Second part of the problem is - I want to process these orders and push to other downstream systems. This component can be called batchCommerceOrderProcessor.

commerceOrderRecorderService & batchCommerceOrderProcessor both will run on a java platform.

I need suggestion on design of these components. Especially the below:

commerceOrderRecorderService

  1. What is he best way to design the columns, considering performance and scalability? Should I store the entire order (complex entity) as a single JSON object. There is no search requirement on the order attributes. We can at least wait until they are processed by the batch processor. Consider - that a single order can contain many sub-items - at the time of processing each of which can be fulfilled differently. Designing columns for such data structure may be an overkill

  2. What should be the key, given that data volumes would be high. 10 transactions per second let's say during peak. Any libraries or best practices for creating such transactional data in cassandra? Can TTL also be used effectively?

batchCommerceOrderProcessor

  1. How should the rows be retrieved for processing?
  2. How to ensure that a multi-threded implementation of the batch processor ( and potentially would be running on multiple nodes as well ) will have row level isolation. That is no two instance would read and process the same row at the same time. No duplicate processing.
  3. How to purge the data after a certain period of time, while being friendly to cassandra processes like compaction.

Appreciate design inputs, code samples and pointers to libraries. Thanks.

Santanu Dey
  • 2,900
  • 3
  • 24
  • 38
  • Given how easy it is to install a database server and given how specific a type of database server cassandra is, I think your motivation for choosing cassandra ("that's our db") is wrong. – flup Jan 20 '14 at 11:26
  • @flup, It is like a design constraint if you like, based on the legacy. Feel free to throw more light on what do think would make sense. I was really hoping for inputs within the given constraints. – Santanu Dey Jan 20 '14 at 13:11
  • What I mean to say is, don't choose a nosql database just cause you already have one in place, but for instance because you need the scalability. Question about the orders: can you give a more functional description of what the system needs to do? What does a sample order look like? Where does it go? The way I read you now, each order gets shredded into order lines that get distributed across different systems. Is this correct? If so, what happens next and does the system have any other responsibilities, such as combining the status of the distributed lines back into an order status? – flup Jan 20 '14 at 21:06
  • Orders will flow to an Order Management System, get persisted in an RDBMs, etc. But what happens downstream to the orders is not relevant to this problem really. As far as the commerceOrderRecorderService is concerned it just reliably persists the orders, checks for duplicate order ID before persisting. It does not even care about the composition of the order items, value etc. It is completely agnostic to the payload. – Santanu Dey Jan 23 '14 at 14:38

2 Answers2

2

Depending on the overall requirements of your system, it could be feasible to employ the architecture composed of:

  1. Cassandra to store the orders, analytics and what have you.
  2. Message queue - your commerce order recorder service would simple enqueue new order to the transactional and persistent queue and return. Scalability and performance should not be an issue here as you can easily achieve thousands of transactions per second with a single queue server. You may have a look at RabbitMQ as one of available choices.
  3. Stream processing framework - you could read a stream of messages from the queue in a scalable fashion using streaming frameworks such as Twitter Storm. You could implement in Java than 3 simple pipelined processes in Storm:

    a) Spout process that dequeues next order from the queue and pass it to the second process
    b) Second process called Bolt that inserts each next order to Cassandra and pass it to the third bolt
    c) Third Bolt process that pushes the order to other downstream systems.

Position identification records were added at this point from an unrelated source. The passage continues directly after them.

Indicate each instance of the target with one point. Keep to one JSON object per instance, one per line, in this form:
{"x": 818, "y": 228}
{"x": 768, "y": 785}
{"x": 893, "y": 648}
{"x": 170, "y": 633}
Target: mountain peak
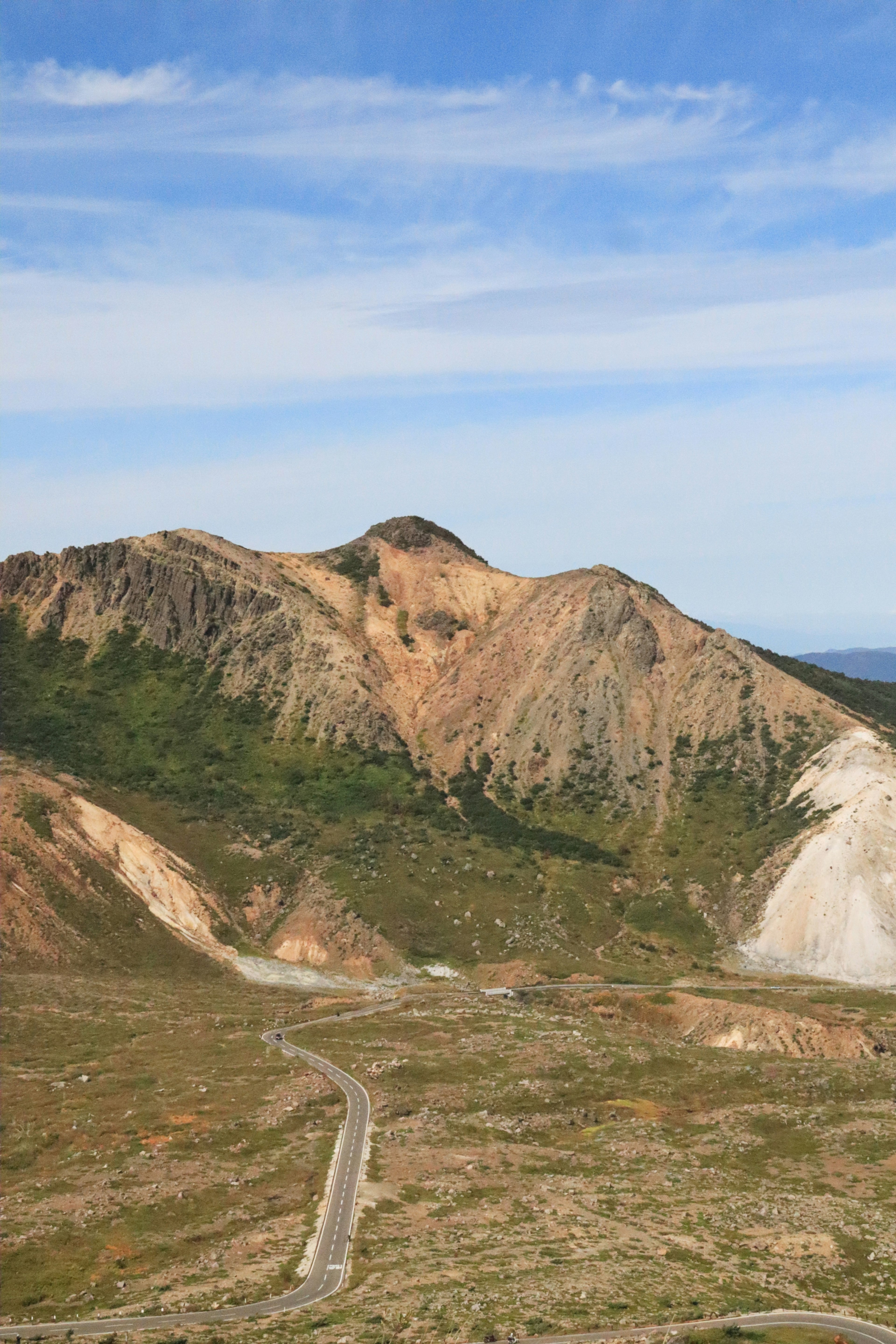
{"x": 412, "y": 533}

Such an architecture offers high-performance, scalability, and near real-time, low latency data processing. It takes into account that Cassandra is very strong in high-speed data writes, but not so strong in reading sequential list of records. We use Storm+Cassandra combination in our InnoQuant MOCA platform and handle 25.000 tx/second and more depending on hardware.

Finally, you should consider if such an architecture is not an overkill for your scenario. Nowadays, you can easily achieve 10 tx/second with nearly any single-box database.

OlegM
  • 106
  • 1
  • 5
1

This example may help a little. It loads a lot of transactions using the jmxbulkloader and then batches the results into files of a certain size to be transported else where. It multi-threaded but within the same process.

https://github.com/PatrickCallaghan/datastax-bulkloader-writer-example

Hope it helps. BTW it uses the latest cassandra 2.0.5.